JAKARTA, KOMPAS — Rumah sakit umum daerah, terutama yang ada di daerah dengan kemampuan fiskal terbatas, sulit meningkatkan mutu layanannya. Fungsi manajerial direksi rumah sakit daerah harus diperkuat agar layanan tetap berkualitas dan pengelolaan keuangan efisien.
Menurut Ketua Umum Asosiasi Rumah Sakit Daerah Seluruh Indonesia Heru Aryadi, Senin (18/4), di Jakarta, setiap rumah sakit daerah sudah berupaya agar bisa memberikan layanan bermutu. Namun, kondisi setiap RS daerah berbeda, bergantung pada kemampuan keuangan daerah dan kepedulian pemimpin daerah.
Rumah sakit di daerah dengan kemampuan fiskal terbatas kerap kesulitan meningkatkan mutu layanan. Apalagi jika pemimpin daerahnya tak perhatian pada isu kesehatan.
”Ada biaya yang harus dikeluarkan untuk meningkatkan mutu layanan. Rumah sakit yang daerahnya punya kemampuan fiskal dan pemimpin daerahnya peduli, tak khawatir defisit. Mereka tinggal melayani warga dengan baik,” kata Heru.
Meski demikian, kini banyak pemimpin daerah peduli mutu layanan kesehatan di RS. Isu kesehatan jadi salah satu isu kampanye pemilihan kepala daerah.
Selama ini, 60-80 persen pasien yang berobat di RS daerah adalah peserta Jaminan Kesehatan Nasional.
Menurut Heru, tingkat kecukupan klaim biaya kesehatan RS dari Badan Penyelenggara Jaminan Sosial Kesehatan amat relatif karena kondisi setiap RS berbeda. Untuk itu, peran manajemen RS untuk memberikan layanan bermutu yang efisien jadi amat penting.
Rujukan berjenjang
Menurut Staf Khusus Menteri Kesehatan Bidang Peningkatan Layanan Akmal Taher, untuk meningkatkan mutu layanan fasilitas kesehatan, Kemenkes membuat sistem rujukan berjenjang dan menguatkan fasilitas kesehatan primer.

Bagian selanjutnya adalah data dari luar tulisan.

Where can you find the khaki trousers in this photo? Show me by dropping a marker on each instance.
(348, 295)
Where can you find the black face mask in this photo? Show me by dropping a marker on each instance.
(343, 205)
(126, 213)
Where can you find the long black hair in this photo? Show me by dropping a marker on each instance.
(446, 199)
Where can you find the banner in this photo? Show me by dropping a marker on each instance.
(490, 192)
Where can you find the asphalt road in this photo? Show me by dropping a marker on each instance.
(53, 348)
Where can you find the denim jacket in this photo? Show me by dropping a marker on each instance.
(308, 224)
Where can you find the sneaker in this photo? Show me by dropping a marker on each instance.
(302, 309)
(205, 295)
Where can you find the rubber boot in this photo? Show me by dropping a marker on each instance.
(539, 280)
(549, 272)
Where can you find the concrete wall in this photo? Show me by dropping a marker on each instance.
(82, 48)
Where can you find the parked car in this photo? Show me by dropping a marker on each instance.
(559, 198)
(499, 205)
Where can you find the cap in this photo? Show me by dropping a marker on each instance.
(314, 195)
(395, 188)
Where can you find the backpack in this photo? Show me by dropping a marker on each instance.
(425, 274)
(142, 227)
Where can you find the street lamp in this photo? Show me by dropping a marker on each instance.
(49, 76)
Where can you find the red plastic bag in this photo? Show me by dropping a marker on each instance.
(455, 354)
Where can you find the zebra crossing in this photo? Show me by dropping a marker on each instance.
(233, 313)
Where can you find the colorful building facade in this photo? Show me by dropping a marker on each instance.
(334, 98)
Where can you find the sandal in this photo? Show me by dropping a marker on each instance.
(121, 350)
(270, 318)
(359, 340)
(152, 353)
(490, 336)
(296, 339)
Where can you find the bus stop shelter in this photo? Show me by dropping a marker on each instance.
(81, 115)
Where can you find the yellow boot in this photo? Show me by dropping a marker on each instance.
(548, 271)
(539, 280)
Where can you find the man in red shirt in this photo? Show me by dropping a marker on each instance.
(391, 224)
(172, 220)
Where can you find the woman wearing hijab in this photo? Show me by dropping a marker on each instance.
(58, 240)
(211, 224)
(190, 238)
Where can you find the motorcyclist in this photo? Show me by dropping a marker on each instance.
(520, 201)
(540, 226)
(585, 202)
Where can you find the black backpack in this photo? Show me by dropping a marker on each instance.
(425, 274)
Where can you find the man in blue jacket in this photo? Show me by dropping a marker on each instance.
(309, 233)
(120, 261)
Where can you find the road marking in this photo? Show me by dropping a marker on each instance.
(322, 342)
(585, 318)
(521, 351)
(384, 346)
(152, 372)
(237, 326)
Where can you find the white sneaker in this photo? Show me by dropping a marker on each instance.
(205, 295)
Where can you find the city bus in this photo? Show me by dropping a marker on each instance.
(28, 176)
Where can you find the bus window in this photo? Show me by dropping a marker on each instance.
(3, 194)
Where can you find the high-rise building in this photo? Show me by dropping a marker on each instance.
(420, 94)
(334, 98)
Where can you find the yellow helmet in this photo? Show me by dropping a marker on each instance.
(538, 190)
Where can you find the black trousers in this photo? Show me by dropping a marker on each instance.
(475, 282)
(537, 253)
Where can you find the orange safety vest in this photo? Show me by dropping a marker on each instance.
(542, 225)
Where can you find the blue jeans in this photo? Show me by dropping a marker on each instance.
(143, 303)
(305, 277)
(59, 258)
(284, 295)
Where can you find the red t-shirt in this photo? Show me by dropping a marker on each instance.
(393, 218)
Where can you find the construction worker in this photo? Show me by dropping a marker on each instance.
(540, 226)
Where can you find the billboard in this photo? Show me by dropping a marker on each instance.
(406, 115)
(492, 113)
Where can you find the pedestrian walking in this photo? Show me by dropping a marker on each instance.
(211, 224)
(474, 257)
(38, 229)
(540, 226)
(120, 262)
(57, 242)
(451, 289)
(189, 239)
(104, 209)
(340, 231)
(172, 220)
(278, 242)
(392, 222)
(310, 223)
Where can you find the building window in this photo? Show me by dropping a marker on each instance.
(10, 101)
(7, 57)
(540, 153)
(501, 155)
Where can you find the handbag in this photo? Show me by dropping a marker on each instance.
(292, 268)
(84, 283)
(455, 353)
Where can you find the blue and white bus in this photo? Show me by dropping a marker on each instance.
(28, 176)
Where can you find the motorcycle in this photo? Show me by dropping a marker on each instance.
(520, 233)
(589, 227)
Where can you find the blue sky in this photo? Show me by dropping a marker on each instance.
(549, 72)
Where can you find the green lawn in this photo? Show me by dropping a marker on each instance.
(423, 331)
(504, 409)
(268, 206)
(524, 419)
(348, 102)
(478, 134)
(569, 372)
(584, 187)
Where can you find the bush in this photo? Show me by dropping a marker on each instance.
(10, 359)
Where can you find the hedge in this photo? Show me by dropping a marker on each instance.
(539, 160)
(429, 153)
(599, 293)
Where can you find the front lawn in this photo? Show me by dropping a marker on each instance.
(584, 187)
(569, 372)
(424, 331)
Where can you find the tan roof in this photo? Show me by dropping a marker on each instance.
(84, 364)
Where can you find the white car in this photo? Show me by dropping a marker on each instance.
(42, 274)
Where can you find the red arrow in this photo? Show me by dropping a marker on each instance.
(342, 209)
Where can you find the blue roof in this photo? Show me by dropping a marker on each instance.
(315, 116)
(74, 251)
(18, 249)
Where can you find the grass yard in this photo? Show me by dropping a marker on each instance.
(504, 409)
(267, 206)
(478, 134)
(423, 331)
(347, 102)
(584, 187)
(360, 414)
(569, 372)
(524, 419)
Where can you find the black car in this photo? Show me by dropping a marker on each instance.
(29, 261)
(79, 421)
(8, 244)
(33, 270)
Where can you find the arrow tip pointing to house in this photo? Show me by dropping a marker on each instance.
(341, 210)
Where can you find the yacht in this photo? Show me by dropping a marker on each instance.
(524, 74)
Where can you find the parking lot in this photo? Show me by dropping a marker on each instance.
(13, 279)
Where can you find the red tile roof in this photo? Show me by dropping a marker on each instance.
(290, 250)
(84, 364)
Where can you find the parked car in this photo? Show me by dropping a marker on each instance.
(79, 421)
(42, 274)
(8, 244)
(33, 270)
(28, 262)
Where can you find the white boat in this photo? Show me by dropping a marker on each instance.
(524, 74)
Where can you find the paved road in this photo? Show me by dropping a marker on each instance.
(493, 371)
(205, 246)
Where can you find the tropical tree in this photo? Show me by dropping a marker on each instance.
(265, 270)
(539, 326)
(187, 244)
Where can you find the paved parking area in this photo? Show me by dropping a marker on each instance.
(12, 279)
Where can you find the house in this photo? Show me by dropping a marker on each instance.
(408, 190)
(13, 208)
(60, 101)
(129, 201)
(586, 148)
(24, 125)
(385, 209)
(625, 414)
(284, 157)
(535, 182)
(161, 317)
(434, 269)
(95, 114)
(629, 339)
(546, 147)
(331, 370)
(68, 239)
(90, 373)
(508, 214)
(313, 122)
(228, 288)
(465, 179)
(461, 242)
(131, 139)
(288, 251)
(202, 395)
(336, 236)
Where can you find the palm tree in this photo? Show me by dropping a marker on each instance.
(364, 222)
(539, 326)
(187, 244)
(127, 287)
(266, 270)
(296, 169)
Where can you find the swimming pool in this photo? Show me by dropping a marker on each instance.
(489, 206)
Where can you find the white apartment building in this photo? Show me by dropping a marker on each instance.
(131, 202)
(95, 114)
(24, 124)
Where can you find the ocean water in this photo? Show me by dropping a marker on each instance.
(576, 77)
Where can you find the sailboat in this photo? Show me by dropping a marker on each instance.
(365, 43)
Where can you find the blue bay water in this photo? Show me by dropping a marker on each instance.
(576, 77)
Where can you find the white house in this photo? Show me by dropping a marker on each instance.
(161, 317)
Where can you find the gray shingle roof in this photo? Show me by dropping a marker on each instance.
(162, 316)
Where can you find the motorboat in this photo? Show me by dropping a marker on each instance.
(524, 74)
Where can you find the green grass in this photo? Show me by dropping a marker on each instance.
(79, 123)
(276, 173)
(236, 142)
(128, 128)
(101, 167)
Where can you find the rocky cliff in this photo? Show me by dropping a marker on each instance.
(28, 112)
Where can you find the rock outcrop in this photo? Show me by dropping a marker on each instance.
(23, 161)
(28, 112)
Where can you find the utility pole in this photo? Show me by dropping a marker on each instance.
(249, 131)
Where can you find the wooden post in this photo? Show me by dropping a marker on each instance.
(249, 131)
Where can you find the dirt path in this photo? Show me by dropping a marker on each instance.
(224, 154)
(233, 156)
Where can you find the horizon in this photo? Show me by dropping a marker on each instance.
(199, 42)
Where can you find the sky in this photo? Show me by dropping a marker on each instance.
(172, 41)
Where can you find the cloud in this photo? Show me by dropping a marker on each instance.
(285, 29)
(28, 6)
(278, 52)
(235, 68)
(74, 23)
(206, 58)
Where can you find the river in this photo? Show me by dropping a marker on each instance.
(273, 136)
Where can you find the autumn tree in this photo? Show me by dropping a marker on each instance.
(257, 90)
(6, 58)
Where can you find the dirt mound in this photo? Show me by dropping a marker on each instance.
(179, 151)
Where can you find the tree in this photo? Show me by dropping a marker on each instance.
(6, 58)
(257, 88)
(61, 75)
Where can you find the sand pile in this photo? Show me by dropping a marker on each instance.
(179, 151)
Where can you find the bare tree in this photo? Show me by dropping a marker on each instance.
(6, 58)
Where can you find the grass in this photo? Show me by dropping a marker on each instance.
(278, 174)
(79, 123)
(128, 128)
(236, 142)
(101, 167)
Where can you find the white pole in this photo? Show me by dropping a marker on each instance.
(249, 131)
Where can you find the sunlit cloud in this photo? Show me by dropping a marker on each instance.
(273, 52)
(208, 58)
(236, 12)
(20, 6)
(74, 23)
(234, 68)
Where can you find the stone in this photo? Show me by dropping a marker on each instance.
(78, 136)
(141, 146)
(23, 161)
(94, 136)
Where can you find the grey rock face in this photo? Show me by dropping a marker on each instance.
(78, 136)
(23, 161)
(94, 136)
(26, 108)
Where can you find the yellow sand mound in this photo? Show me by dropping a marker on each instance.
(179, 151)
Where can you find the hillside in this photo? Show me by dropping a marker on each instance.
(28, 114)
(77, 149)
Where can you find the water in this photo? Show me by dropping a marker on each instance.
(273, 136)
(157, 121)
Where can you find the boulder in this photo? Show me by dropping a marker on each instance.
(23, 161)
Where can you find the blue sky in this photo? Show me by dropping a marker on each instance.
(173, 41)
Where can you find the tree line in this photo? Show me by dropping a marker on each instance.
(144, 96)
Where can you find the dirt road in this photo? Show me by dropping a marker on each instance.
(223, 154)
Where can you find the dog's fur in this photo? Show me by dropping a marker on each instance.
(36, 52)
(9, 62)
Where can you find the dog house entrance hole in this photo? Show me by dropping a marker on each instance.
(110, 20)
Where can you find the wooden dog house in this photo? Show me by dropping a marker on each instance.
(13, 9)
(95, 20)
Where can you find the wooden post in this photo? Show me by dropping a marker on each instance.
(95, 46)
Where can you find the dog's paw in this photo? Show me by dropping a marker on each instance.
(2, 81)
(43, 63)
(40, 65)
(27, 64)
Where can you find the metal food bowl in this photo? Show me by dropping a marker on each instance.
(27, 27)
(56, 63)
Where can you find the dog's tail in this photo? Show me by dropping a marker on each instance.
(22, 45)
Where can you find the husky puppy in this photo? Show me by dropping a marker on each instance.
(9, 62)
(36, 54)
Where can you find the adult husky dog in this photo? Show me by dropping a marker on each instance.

Selain itu, jaminan kualitas diberikan melalui standar akreditasi untuk fasilitas kesehatan primer atau RS. Pihak Kemenkes menargetkan, di setiap kecamatan, minimal ada satu puskesmas terakreditasi. ”Kini baru ada 100 puskesmas terakreditasi. Untuk rumah sakit, ditargetkan satu kabupaten ada satu rumah sakit terakreditasi,” ujarnya.
Heru menambahkan, agar RS daerah bisa meningkatkan mutu layanannya, tarif RS dalam Indonesia-Case Based Group (INA-CBG) seharusnya lebih banyak yang mendekati nilai keekonomian dengan mempertimbangkan variasi kondisi daerah. ”Tarif mendekati titik impas juga sudah bagus,” ujarnya.
Sementara itu, Ketua Umum Perhimpunan Rumah Sakit Seluruh Indonesia Kuntjoro berharap penyesuaian tarif RS tahun ini memenuhi aspek keadilan. Tarif RS swasta dan pemerintah serta tarif antarregional seharusnya dibedakan. Untuk itu, RS swasta diharapkan memberi data biaya kesehatan sebagai bahan penghitungan dan penetapan tarif RS.
Sejumlah RS mengeluhkan rendahnya tarif layanan. Direktur Utama Rumah Sakit Cipto Mangunkusumo C Heriawan Soejono menyatakan, setiap bulan, RSCM menerima pembayaran klaim dari BPJS Kesehatan Rp 75 miliar-Rp 80 miliar. Pada 2015, pembayaran JKN hanya mencakup 72 persen. ”Kekurangan dana dari APBN,” katanya.
Direktur Utama Rumah Sakit Islam Cempaka Putih Prastowo Sidi Pramono berharap tarif layanan RS sesuai biaya layanan. Contohnya, klaim biaya terapi usus buntu RS tipe A lebih besar 30-40 persen ketimbang RS tipe B, apalagi tipe C, sehingga banyak RS tipe C merujuk pasien ke RS tipe A karena tekor.